By Richard Brimhall, Co-founder of AlarmHive
Recurring monthly revenue (RMR) is, traditionally, a significant revenue source for independent alarm companies. Compared to one-time revenue, RMR offers a predictable monthly revenue stream without the stress of creating a high number of new sales opportunities. However, RMR presents challenges such as a need for creating long-term value for your services, as consumers always scrutinize monthly subscription costs. Facing this challenge is best addressed by having a deep understanding of RMR.
Calculating RMR can be done in a couple of ways. First, add up all your recurring monthly fees paid by your customers. An easier alternative is calculated by using average revenue per account. This method is simply taking your average recurring monthly charge and multiplying it by your total number of customers.
Calculating RMR growth is not as simple. The formula to measure RMR growth is, New RMR (RMR from new customers) + Expansion RMR (RMR from upgrades/cross-selling) – Churn RMR (RMR loss from downgrades and cancels) = Net New RMR. The reason for calculating RMR growth with this formula will help you understand the effectiveness of sales campaigns and identifying sales strengths and opportunities. Use the following four tips to apply to the growth formula.

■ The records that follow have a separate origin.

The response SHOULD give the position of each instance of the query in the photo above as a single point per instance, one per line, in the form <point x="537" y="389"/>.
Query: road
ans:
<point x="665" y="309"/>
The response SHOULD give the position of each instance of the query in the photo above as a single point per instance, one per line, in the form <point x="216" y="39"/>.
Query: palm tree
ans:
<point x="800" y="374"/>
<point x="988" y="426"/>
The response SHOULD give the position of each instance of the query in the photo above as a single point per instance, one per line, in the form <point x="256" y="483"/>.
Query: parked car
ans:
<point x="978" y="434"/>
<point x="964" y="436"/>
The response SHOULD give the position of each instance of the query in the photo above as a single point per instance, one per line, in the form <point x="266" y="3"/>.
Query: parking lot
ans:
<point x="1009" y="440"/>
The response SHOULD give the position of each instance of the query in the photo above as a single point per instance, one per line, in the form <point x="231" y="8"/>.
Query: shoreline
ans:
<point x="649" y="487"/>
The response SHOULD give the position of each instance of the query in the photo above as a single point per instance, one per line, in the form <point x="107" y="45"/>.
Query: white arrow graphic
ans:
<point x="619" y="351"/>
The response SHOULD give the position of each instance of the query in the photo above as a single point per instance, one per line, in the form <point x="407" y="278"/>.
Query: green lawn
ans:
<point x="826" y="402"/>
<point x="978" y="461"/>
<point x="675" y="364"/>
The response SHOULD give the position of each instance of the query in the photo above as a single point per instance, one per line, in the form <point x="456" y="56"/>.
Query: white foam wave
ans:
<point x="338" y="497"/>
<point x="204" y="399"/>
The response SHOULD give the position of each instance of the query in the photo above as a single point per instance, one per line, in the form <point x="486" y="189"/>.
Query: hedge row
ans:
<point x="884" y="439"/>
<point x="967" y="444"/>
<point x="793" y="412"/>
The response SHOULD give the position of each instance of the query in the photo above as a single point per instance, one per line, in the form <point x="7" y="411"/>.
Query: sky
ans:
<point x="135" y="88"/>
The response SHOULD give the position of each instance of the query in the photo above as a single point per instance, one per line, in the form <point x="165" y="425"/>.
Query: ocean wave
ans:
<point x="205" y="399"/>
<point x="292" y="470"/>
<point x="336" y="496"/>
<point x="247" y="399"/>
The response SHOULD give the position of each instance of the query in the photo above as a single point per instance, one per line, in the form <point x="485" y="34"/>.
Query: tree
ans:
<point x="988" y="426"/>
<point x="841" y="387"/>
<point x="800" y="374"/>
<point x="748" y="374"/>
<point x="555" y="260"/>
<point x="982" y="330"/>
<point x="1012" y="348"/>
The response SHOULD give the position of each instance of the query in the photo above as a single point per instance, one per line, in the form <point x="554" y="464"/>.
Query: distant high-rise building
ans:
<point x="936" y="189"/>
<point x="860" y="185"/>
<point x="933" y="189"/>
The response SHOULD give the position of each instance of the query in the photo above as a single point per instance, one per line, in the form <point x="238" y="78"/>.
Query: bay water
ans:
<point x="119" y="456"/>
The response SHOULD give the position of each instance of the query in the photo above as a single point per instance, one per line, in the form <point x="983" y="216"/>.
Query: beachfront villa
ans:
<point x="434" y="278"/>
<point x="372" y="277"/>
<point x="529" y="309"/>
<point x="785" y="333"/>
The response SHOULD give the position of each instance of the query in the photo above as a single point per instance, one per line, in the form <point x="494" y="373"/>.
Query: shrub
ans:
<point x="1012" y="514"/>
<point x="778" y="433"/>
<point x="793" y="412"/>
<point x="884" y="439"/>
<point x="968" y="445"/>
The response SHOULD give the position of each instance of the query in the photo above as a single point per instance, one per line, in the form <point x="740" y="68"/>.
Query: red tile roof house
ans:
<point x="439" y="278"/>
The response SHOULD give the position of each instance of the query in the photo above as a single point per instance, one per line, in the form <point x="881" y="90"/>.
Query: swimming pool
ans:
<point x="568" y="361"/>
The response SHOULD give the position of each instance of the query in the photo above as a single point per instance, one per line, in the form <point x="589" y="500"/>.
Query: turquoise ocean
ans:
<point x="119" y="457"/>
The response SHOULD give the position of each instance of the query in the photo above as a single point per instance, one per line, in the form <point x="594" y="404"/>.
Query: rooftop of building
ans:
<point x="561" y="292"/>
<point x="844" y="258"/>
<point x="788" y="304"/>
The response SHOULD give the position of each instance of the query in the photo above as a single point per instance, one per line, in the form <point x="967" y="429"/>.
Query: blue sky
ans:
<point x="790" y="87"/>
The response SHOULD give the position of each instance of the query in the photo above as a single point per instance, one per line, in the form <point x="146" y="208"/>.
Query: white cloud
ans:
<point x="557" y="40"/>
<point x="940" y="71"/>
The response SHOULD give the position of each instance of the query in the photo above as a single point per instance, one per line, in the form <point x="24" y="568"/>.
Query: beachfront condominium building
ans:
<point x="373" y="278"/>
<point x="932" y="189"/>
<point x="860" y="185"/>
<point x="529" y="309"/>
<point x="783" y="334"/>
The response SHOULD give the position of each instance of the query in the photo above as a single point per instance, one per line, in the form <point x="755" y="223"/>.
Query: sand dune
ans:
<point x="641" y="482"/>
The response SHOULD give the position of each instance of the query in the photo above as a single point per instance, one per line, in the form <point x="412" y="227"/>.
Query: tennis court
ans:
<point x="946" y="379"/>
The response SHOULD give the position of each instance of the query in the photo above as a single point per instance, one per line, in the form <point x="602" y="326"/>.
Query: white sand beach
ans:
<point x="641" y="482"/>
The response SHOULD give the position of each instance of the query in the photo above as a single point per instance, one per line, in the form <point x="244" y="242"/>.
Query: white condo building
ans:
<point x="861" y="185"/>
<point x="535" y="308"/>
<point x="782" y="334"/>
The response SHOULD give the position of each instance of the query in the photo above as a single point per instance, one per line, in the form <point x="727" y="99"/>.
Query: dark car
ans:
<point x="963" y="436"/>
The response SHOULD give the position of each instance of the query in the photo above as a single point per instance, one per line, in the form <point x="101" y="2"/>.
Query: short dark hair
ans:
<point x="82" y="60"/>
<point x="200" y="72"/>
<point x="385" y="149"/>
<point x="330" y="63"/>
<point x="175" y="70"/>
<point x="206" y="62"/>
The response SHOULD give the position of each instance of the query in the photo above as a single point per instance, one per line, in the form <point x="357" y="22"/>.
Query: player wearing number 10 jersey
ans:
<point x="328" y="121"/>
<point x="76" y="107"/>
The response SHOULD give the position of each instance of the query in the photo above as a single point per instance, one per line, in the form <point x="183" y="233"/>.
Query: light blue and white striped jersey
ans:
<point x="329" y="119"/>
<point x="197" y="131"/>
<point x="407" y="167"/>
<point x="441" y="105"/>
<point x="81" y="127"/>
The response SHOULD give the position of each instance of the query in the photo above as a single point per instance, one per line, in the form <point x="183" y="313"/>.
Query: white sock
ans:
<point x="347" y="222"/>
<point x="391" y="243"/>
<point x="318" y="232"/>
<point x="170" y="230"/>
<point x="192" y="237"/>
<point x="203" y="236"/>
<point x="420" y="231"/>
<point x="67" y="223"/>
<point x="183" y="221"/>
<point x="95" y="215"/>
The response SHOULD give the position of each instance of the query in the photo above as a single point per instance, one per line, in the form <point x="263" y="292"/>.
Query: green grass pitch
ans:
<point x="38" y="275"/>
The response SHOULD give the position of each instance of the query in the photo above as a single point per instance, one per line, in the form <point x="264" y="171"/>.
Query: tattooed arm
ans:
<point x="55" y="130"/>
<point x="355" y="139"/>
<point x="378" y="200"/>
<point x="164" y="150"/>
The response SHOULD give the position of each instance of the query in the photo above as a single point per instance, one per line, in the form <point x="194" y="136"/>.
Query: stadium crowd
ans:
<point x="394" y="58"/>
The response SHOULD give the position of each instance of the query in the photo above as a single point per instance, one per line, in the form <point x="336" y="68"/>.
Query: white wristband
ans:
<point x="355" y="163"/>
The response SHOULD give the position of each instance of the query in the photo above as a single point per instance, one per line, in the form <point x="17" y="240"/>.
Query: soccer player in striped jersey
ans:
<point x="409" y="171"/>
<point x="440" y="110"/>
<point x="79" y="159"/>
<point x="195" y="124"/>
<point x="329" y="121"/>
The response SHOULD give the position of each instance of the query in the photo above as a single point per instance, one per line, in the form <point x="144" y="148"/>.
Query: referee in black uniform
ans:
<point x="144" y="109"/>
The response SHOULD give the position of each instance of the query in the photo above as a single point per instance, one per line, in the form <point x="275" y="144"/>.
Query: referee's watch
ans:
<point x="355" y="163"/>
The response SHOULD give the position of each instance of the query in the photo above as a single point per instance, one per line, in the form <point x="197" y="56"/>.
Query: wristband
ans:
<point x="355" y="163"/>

Tip 1: Be willing to adapt your product and services to stay current with whatever the market demands. Rory Russell at AFSSmartFunding.com describes it best, saying, “Technology is advancing rapidly, and consumers are no longer simply accepting the high level of connectivity associated with the Internet of Things – they are expecting it.” Adding products like thermostats, cameras, and door locks are great ways to increase your RMR. It also shows your customers that you are paying attention to the market and staying relevant. Think outside the box as well; what security products and services are your customers purchasing? Services like credit monitoring, cybersecurity, and data protection.
Tip 2: Execute an internal plan that increases engagement with your customers. Your plan should include digging deep into customer data. You have the data of customer routines when they are arming, disarming, home automation schedules, etc. Use that data as an opportunity to connect with your customers and enhance their experience with your company. Have you ever gone to a service call, and your customer has a Ring doorbell that you did not install? Your customers cannot buy from you what they do not know you sell. Your customers should not be going to Home Depot or Best Buy to purchase home automation products; they should be buying them from you. Not only do you offer a customized personal experience, but you can also add service and maintenance agreements that benefit them and increase your RMR.

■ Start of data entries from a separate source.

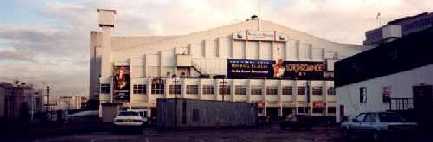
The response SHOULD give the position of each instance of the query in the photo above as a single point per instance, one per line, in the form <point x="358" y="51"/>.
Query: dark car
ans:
<point x="297" y="122"/>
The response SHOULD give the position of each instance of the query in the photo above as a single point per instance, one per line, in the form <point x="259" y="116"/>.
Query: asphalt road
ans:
<point x="208" y="135"/>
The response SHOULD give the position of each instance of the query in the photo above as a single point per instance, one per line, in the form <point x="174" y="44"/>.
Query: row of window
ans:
<point x="223" y="89"/>
<point x="317" y="110"/>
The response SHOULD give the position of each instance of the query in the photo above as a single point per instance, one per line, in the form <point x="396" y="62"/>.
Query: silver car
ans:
<point x="378" y="125"/>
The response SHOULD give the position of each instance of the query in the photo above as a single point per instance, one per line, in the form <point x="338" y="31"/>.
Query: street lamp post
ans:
<point x="175" y="99"/>
<point x="223" y="83"/>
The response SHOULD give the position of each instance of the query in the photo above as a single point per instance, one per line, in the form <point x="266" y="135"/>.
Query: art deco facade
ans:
<point x="257" y="61"/>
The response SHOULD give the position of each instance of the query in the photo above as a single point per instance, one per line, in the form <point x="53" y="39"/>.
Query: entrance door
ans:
<point x="272" y="113"/>
<point x="341" y="114"/>
<point x="423" y="105"/>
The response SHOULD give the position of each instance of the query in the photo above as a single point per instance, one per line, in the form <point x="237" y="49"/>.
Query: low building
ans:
<point x="394" y="76"/>
<point x="255" y="61"/>
<point x="70" y="102"/>
<point x="398" y="28"/>
<point x="192" y="113"/>
<point x="19" y="100"/>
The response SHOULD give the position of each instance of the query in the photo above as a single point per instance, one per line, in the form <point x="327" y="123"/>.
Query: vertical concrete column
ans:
<point x="230" y="82"/>
<point x="149" y="90"/>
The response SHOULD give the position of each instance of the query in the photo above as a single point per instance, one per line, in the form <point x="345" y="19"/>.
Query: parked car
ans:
<point x="379" y="126"/>
<point x="129" y="119"/>
<point x="293" y="121"/>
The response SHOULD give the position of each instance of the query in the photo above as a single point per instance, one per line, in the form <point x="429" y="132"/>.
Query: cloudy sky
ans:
<point x="46" y="42"/>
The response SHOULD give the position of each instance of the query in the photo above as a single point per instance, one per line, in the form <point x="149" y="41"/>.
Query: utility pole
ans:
<point x="48" y="97"/>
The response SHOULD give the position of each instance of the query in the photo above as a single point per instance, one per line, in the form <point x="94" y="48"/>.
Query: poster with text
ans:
<point x="121" y="84"/>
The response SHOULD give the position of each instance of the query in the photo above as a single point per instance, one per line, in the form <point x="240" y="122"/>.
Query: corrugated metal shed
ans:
<point x="190" y="113"/>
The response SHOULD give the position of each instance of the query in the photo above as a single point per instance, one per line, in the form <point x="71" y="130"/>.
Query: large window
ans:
<point x="224" y="89"/>
<point x="318" y="110"/>
<point x="332" y="109"/>
<point x="271" y="90"/>
<point x="287" y="90"/>
<point x="105" y="88"/>
<point x="157" y="88"/>
<point x="207" y="90"/>
<point x="331" y="91"/>
<point x="192" y="89"/>
<point x="139" y="89"/>
<point x="240" y="90"/>
<point x="301" y="90"/>
<point x="175" y="89"/>
<point x="317" y="90"/>
<point x="303" y="109"/>
<point x="256" y="90"/>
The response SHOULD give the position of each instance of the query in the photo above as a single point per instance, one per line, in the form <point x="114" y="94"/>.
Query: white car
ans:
<point x="129" y="119"/>
<point x="379" y="126"/>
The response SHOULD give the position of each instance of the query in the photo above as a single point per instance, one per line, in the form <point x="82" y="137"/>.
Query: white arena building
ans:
<point x="282" y="70"/>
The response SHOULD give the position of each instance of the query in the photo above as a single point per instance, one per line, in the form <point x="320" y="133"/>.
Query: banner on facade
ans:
<point x="269" y="69"/>
<point x="121" y="84"/>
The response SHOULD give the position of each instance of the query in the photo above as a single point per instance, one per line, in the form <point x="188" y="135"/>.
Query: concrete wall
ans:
<point x="400" y="84"/>
<point x="2" y="102"/>
<point x="201" y="113"/>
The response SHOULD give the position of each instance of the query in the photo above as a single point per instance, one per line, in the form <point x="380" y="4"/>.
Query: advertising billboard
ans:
<point x="295" y="70"/>
<point x="244" y="68"/>
<point x="121" y="80"/>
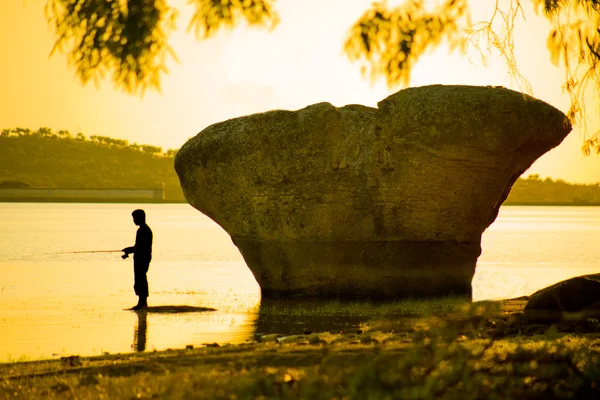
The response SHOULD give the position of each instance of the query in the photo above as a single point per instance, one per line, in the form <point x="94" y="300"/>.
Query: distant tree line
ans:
<point x="535" y="190"/>
<point x="44" y="158"/>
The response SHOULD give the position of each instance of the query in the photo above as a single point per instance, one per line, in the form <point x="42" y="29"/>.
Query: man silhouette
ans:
<point x="142" y="255"/>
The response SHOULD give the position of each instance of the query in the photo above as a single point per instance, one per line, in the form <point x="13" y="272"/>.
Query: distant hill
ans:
<point x="44" y="158"/>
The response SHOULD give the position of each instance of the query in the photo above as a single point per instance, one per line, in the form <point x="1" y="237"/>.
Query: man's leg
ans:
<point x="140" y="285"/>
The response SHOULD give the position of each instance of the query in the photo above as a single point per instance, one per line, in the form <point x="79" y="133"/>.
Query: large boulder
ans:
<point x="573" y="298"/>
<point x="368" y="202"/>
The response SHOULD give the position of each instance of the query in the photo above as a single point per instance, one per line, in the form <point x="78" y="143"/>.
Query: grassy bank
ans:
<point x="440" y="350"/>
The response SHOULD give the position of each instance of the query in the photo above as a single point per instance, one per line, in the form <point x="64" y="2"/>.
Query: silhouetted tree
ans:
<point x="129" y="38"/>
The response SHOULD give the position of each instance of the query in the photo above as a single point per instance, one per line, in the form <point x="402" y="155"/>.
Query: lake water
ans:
<point x="53" y="305"/>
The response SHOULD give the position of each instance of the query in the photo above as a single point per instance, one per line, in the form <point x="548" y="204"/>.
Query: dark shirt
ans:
<point x="142" y="250"/>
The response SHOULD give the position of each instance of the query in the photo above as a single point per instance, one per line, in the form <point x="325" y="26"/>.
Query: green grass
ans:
<point x="450" y="350"/>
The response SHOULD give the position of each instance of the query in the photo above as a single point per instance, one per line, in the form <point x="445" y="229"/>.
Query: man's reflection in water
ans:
<point x="140" y="334"/>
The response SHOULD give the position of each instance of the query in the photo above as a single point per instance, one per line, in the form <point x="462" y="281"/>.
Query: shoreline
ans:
<point x="453" y="356"/>
<point x="167" y="201"/>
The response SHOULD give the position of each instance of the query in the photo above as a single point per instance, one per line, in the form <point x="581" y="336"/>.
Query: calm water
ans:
<point x="53" y="305"/>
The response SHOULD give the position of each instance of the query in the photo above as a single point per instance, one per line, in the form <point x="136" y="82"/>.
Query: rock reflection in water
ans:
<point x="298" y="316"/>
<point x="140" y="334"/>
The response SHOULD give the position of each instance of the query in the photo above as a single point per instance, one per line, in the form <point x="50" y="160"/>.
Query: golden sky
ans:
<point x="247" y="71"/>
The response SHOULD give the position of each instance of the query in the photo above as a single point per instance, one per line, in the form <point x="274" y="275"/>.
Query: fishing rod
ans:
<point x="90" y="251"/>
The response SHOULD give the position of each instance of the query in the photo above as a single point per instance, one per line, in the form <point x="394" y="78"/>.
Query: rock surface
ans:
<point x="368" y="202"/>
<point x="574" y="298"/>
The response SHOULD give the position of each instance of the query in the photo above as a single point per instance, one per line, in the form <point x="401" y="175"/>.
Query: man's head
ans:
<point x="139" y="217"/>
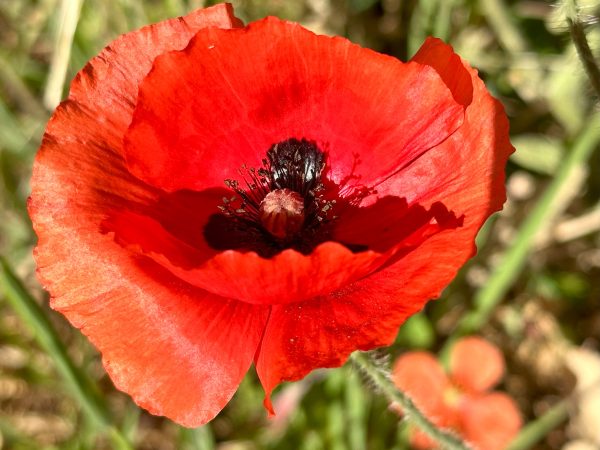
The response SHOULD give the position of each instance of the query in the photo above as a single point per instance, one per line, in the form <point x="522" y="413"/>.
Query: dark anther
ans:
<point x="277" y="206"/>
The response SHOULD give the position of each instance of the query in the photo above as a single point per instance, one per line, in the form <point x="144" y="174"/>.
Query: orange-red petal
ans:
<point x="420" y="375"/>
<point x="491" y="421"/>
<point x="222" y="102"/>
<point x="175" y="349"/>
<point x="466" y="174"/>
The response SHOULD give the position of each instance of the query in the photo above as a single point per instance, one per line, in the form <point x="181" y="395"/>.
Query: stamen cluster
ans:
<point x="282" y="203"/>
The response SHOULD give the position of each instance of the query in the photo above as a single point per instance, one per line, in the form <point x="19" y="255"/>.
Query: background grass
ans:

Tip 3: Protect your customers from take-overs. Losing a customer in the summer is the worst because we know that a young kid knocked on your customer’s door and sold them a convincing story that their company is somehow superior to yours. However, you can stop this bleeding by taking a proactive approach to these sales tactics. Call your customers at the beginning of the summer and let them know the tactics that you are aware of, things like, “I’m here to upgrade you” or “Your company wanted me to come and talk to you.” Offer a quick way to communicate with you and your team if someone is at their house trying to sell them a new alarm service.

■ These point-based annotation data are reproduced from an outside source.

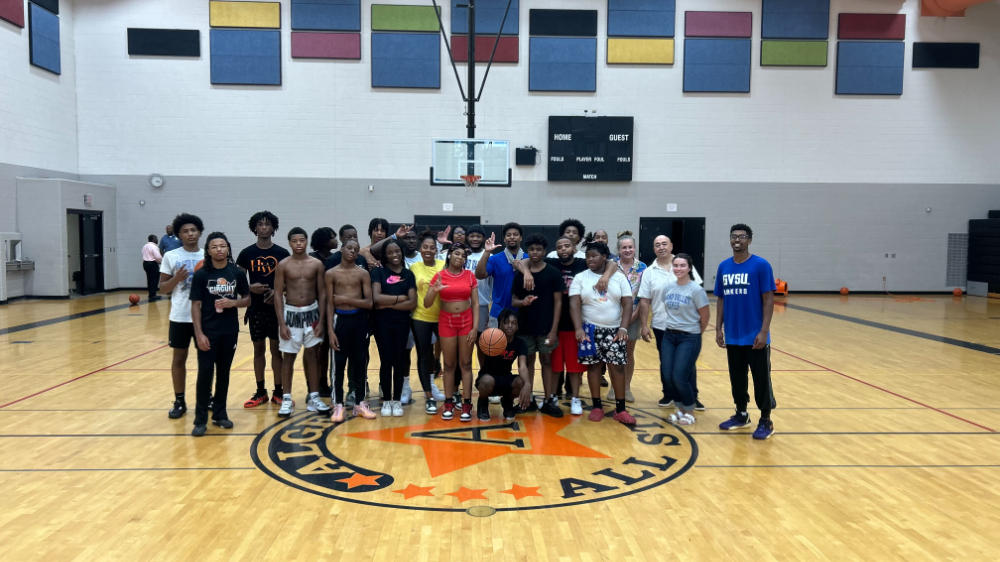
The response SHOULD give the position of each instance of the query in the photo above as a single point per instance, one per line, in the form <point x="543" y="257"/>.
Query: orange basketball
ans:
<point x="493" y="341"/>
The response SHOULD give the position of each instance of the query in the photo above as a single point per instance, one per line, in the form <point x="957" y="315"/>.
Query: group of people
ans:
<point x="566" y="310"/>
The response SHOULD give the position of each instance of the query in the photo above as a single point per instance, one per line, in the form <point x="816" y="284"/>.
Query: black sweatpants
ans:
<point x="758" y="361"/>
<point x="352" y="335"/>
<point x="152" y="270"/>
<point x="219" y="358"/>
<point x="390" y="338"/>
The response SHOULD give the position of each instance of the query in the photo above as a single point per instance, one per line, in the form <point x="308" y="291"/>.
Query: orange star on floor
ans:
<point x="522" y="491"/>
<point x="449" y="446"/>
<point x="412" y="491"/>
<point x="358" y="479"/>
<point x="464" y="494"/>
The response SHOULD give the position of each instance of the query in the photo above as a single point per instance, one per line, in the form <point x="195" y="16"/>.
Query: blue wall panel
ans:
<point x="326" y="15"/>
<point x="717" y="65"/>
<point x="641" y="18"/>
<point x="870" y="68"/>
<point x="489" y="14"/>
<point x="562" y="64"/>
<point x="406" y="60"/>
<point x="795" y="19"/>
<point x="246" y="56"/>
<point x="43" y="27"/>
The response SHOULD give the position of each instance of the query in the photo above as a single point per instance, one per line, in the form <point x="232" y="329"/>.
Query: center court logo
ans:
<point x="532" y="462"/>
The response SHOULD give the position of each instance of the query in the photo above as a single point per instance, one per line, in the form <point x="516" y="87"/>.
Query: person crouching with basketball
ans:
<point x="496" y="376"/>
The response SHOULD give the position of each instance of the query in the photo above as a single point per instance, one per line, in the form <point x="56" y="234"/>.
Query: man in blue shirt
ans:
<point x="745" y="287"/>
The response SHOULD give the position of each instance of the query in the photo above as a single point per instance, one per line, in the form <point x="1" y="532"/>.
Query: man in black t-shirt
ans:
<point x="496" y="376"/>
<point x="258" y="261"/>
<point x="538" y="317"/>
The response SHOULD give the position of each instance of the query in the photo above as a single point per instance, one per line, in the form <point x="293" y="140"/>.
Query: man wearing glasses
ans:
<point x="745" y="287"/>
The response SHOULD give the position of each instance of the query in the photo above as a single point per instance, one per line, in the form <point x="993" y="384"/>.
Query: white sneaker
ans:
<point x="436" y="392"/>
<point x="287" y="406"/>
<point x="407" y="396"/>
<point x="315" y="404"/>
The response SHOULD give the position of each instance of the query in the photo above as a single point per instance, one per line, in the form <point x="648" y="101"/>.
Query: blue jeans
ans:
<point x="678" y="355"/>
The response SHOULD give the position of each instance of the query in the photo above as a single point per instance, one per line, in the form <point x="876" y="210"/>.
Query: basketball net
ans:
<point x="470" y="185"/>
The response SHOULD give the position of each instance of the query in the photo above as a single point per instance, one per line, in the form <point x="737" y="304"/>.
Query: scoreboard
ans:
<point x="590" y="148"/>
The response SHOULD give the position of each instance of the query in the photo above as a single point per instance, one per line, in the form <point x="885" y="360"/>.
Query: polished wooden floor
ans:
<point x="886" y="449"/>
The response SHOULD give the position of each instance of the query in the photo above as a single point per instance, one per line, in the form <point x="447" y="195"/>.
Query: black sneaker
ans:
<point x="179" y="409"/>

Tip 4: Use software that aligns with your RMR goals. Your goals for increasing RMR, whether, with new RMR, expansion RMR or reducing churn RMR, the software you use can drastically increase or decrease your chances to meet or exceed your goals. While there is no shortage of alarm business management software options, they are not all created equally. Use software that gives you the flexibility to define your workflows, adjust your plans and goals, and give you the visibility you need to do any of those things. Your software should be easy to use and offer the ability to add RMR conveniently, quickly, and transparently.
If you find you have a need for better back-office tools or a more robust presence with your existing customers, the first step is to identify the issue, create a strong plan, and have excellent execution.